Researcher gives subjects their voice

by Angela Herring

February 20, 2013

Stephen Hawking and a 9-year-old girl with a speech disorder most likely use the same synthetic voice. It’s called Perfect Paul and it’s easy to understand, especially in acoustically chaotic environments like classrooms full of children. While new, more natural-sounding voices are available, Perfect Paul remains the most oft-used synthetic voice in the community of disordered speakers.

But Perfect Paul conveys none of the personality inherent in vocal identity, explains Rupal Patel, an associate professor of computer science and speech language pathology and audiology.

“What we’re trying to do is improve the quality,” she said, “but also increase the personalization of those voices, by not just making it a little kid’s voice, but making it that little kid’s voice.”

Backed by a grant from the National Science Foundation, Patel and her research team are developing ways to create personalized synthetic voices that resemble users’ vocal identities while remaining as understandable as those of the healthy donors.

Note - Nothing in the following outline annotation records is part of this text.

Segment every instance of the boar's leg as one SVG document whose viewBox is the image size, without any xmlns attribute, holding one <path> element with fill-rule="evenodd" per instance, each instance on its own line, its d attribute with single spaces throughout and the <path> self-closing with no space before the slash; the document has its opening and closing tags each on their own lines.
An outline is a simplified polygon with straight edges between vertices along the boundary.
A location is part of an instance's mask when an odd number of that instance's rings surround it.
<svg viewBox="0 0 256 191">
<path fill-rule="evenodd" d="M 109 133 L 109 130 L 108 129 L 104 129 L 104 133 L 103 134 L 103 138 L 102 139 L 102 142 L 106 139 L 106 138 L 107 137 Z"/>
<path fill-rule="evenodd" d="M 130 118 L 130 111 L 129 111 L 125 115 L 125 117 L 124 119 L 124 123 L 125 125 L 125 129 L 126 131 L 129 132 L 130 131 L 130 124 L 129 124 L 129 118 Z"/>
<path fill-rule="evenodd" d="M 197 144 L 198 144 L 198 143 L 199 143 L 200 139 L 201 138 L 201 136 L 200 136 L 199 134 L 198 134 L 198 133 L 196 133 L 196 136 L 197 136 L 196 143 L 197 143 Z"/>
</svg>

In the first iteration of the project, which Patel calls VocaliD (pronounced vocality, for Vocal Identity), her team computationally merged the acoustics of a sustained vowel sound from a child with a speech disorder, like this:

with the acoustics of a full sentence spoken by a healthy speaker of the same demographic, like this:

The result is a clear, synthetic voice with the personality of the end user:

These voices have already elicited great responses from parents; one said, “If [my son] had been able to talk, this is what he would sound like.” However, the early version of VocaliD used a difficult-to-scale approach that is not easily reproducible. Patel said, “We’d like to be able to allow users to create new voices as they mature in the same way a natural voice evolves.”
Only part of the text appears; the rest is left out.